[FLINK-25171] Validation of duplicate fields in ddl sql #18017

jelly-1203 · 2021-12-06T07:11:48Z

What is the purpose of the change

The purpose of this pull Request is to add validation to the derived table that the fields are duplicated

Brief change log

Added verification of whether the derived table fields are duplicated

Verifying this change

Added tests to verify the exception is thrown in the correct scenarios

Does this pull request potentially affect one of the following parts:

Dependencies (does it add or upgrade a dependency): no
The public API, i.e., is any changed class annotated with @Public(Evolving): no
The serializers: no
The runtime per-record code paths (performance sensitive): no
Anything that affects deployment or recovery: JobManager (and its components), Checkpointing, Kubernetes/Yarn, ZooKeeper: no
The S3 file system connector: no

Documentation

Does this pull request introduce a new feature? no
If yes, how is the feature documented? (not applicable / docs / JavaDocs / not documented)

flinkbot · 2021-12-06T07:14:12Z

CI report:

2af8ddb Azure: SUCCESS

Bot commands

The @flinkbot bot supports the following commands:

@flinkbot run azure re-run the last Azure build

flinkbot · 2021-12-06T07:16:09Z

Thanks a lot for your contribution to the Apache Flink project. I'm the @flinkbot. I help the community
to review your pull request. We will use this comment to track the progress of the review.

Automated Checks

Last check on commit 99e0300 (Mon Dec 06 07:16:08 UTC 2021)

Warnings:

No documentation files were touched! Remember to keep the Flink docs up to date!
This pull request references an unassigned Jira ticket. According to the code contribution guide, tickets need to be assigned before starting with the implementation work.

_{Mention the bot in a comment to re-run the automated checks.}

Review Progress

❓ 1. The [description] looks good.
❓ 2. There is [consensus] that the contribution should go into to Flink.
❓ 3. Needs [attention] from.
❓ 4. The change fits into the overall [architecture].
❓ 5. Overall code [quality] is good.

Please see the Pull Request Review Guide for a full explanation of the review process.

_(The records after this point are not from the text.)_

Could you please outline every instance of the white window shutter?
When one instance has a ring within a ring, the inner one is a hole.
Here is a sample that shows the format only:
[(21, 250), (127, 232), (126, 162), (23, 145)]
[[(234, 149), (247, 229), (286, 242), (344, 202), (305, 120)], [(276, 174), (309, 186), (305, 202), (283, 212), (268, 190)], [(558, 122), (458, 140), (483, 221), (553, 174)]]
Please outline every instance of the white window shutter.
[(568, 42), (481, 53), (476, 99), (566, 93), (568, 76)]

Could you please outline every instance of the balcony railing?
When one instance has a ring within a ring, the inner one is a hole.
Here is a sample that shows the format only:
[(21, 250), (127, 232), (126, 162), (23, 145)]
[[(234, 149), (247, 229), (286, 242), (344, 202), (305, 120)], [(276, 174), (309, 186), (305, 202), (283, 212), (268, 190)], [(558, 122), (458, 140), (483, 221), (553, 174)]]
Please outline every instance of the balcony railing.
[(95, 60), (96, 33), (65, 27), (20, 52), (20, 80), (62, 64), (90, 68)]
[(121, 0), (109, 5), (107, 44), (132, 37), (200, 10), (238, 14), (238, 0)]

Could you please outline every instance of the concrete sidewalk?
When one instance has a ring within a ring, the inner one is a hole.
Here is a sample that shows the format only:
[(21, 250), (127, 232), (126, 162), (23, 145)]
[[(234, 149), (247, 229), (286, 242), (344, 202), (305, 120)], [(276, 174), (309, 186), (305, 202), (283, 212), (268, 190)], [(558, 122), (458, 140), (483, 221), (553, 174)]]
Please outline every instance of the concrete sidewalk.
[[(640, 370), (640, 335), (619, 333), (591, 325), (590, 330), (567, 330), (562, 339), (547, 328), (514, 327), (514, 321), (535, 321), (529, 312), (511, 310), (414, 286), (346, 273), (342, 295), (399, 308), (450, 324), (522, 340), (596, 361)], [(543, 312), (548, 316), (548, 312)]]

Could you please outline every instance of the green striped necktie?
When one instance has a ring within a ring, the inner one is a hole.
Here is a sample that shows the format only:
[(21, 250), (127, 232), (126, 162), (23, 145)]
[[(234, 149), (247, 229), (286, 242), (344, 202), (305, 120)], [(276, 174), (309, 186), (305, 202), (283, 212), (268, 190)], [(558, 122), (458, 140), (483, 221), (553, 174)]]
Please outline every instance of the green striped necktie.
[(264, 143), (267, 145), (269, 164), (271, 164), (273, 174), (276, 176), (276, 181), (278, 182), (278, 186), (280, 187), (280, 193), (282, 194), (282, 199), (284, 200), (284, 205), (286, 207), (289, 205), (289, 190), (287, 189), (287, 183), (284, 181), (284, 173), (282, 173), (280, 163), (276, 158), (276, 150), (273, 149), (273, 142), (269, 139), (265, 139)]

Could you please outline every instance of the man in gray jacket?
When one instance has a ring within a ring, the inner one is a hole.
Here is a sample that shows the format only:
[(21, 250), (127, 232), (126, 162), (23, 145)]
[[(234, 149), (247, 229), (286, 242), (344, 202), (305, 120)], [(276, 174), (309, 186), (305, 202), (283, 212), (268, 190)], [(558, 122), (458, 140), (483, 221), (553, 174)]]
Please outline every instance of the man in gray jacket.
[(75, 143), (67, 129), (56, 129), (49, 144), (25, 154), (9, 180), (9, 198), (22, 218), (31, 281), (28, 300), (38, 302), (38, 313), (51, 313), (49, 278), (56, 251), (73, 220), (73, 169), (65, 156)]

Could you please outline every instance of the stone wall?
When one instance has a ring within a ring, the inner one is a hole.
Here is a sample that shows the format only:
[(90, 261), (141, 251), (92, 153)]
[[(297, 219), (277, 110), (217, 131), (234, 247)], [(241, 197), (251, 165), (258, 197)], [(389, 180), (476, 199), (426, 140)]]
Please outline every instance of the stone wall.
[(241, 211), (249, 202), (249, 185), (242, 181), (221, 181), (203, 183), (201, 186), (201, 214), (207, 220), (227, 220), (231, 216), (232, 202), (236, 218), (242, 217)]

The Bot is tracking the review progress through labels. Labels are applied according to the order of the review items. For consensus, approval by a Flink committer of PMC member is required

Bot commands

The @flinkbot bot supports the following commands:

@flinkbot approve description to approve one or more aspects (aspects: description, consensus, architecture and quality)
@flinkbot approve all to approve all aspects
@flinkbot approve-until architecture to approve everything until architecture
@flinkbot attention @username1 [@username2 ..] to require somebody's attention
@flinkbot disapprove architecture to remove an approval you gave earlier

wenlong88 · 2021-12-07T07:29:37Z

Thanks for the contribution, @jelly-1203 , you may need to add some test on the change.
By the way, you can do some clean up on description of pr. The template is a guidance to help you fill in information which is important for reviewers.

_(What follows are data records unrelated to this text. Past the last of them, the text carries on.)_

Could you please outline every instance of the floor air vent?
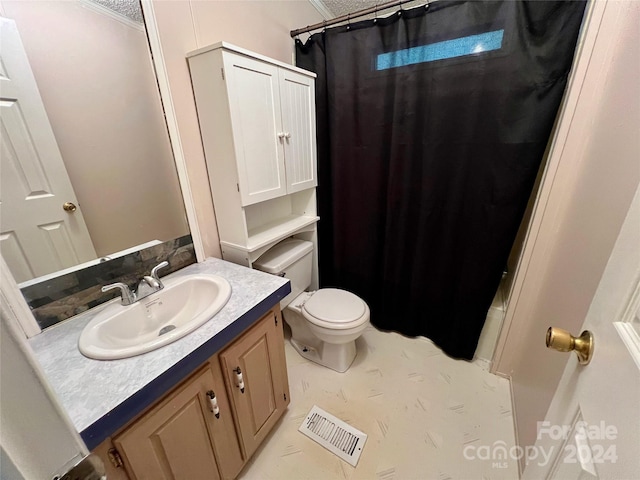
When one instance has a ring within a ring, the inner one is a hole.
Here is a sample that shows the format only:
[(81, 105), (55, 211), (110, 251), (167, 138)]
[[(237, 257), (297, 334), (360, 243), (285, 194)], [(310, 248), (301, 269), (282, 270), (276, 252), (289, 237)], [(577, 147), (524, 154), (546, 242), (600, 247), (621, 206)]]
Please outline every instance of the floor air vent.
[(319, 443), (354, 467), (358, 463), (367, 434), (314, 405), (298, 431)]

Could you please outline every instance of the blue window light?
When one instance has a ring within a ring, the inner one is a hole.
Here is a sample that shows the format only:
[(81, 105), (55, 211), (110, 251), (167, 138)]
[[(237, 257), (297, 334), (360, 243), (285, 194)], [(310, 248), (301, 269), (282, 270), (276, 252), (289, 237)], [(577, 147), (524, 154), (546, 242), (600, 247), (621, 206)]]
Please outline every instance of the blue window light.
[(504, 29), (454, 38), (444, 42), (381, 53), (376, 58), (376, 70), (404, 67), (416, 63), (434, 62), (447, 58), (464, 57), (474, 53), (490, 52), (502, 48)]

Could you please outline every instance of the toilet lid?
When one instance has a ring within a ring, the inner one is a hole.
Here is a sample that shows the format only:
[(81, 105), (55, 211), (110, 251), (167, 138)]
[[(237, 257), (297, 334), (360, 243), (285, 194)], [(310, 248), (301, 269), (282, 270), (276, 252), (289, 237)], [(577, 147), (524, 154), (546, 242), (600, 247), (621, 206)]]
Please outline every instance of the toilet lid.
[(337, 288), (321, 288), (302, 308), (312, 317), (331, 323), (353, 322), (365, 313), (360, 297)]

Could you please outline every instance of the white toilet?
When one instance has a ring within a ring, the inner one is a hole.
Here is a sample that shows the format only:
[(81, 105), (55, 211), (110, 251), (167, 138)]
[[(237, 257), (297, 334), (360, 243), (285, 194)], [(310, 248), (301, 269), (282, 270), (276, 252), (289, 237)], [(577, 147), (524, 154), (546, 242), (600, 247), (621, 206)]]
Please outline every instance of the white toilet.
[(313, 243), (289, 238), (264, 253), (253, 267), (291, 281), (291, 293), (280, 307), (298, 353), (345, 372), (356, 358), (356, 338), (369, 325), (369, 307), (346, 290), (305, 292), (311, 284), (312, 251)]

jelly-1203 · 2021-12-07T08:39:40Z

Thanks for the contribution, @jelly-1203 , you may need to add some test on the change. By the way, you can do some clean up on description of pr. The template is a guidance to help you fill in information which is important for reviewers.

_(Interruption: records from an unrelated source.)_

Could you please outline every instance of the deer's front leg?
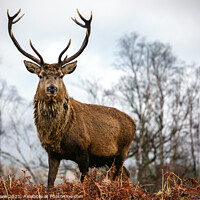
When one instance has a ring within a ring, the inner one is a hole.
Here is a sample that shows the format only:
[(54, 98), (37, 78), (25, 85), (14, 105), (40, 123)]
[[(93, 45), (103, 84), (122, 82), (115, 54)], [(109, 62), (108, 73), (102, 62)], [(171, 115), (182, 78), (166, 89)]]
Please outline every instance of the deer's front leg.
[(49, 154), (49, 174), (48, 174), (48, 187), (53, 187), (60, 165), (60, 160)]

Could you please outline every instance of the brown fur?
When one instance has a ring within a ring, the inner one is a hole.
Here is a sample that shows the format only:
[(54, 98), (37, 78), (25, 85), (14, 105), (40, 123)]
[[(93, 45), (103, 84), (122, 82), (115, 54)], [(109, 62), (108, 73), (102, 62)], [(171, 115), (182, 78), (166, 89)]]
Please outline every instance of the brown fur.
[[(29, 71), (33, 63), (25, 62)], [(37, 68), (38, 69), (38, 68)], [(84, 104), (69, 98), (62, 78), (62, 69), (48, 65), (34, 73), (45, 74), (34, 97), (34, 118), (38, 137), (49, 155), (48, 185), (54, 184), (60, 160), (78, 163), (83, 176), (89, 167), (111, 165), (114, 178), (122, 172), (129, 146), (135, 133), (135, 122), (127, 114), (111, 107)], [(46, 94), (54, 84), (58, 92)], [(127, 169), (124, 174), (129, 176)], [(82, 177), (83, 180), (83, 177)]]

@wenlong88 Thanks for your comments, I will add tests for this change later and tidy up the description of this pr

jelly-1203 · 2021-12-08T02:31:24Z

Thanks for the contribution, @jelly-1203 , you may need to add some test on the change. By the way, you can do some clean up on description of pr. The template is a guidance to help you fill in information which is important for reviewers.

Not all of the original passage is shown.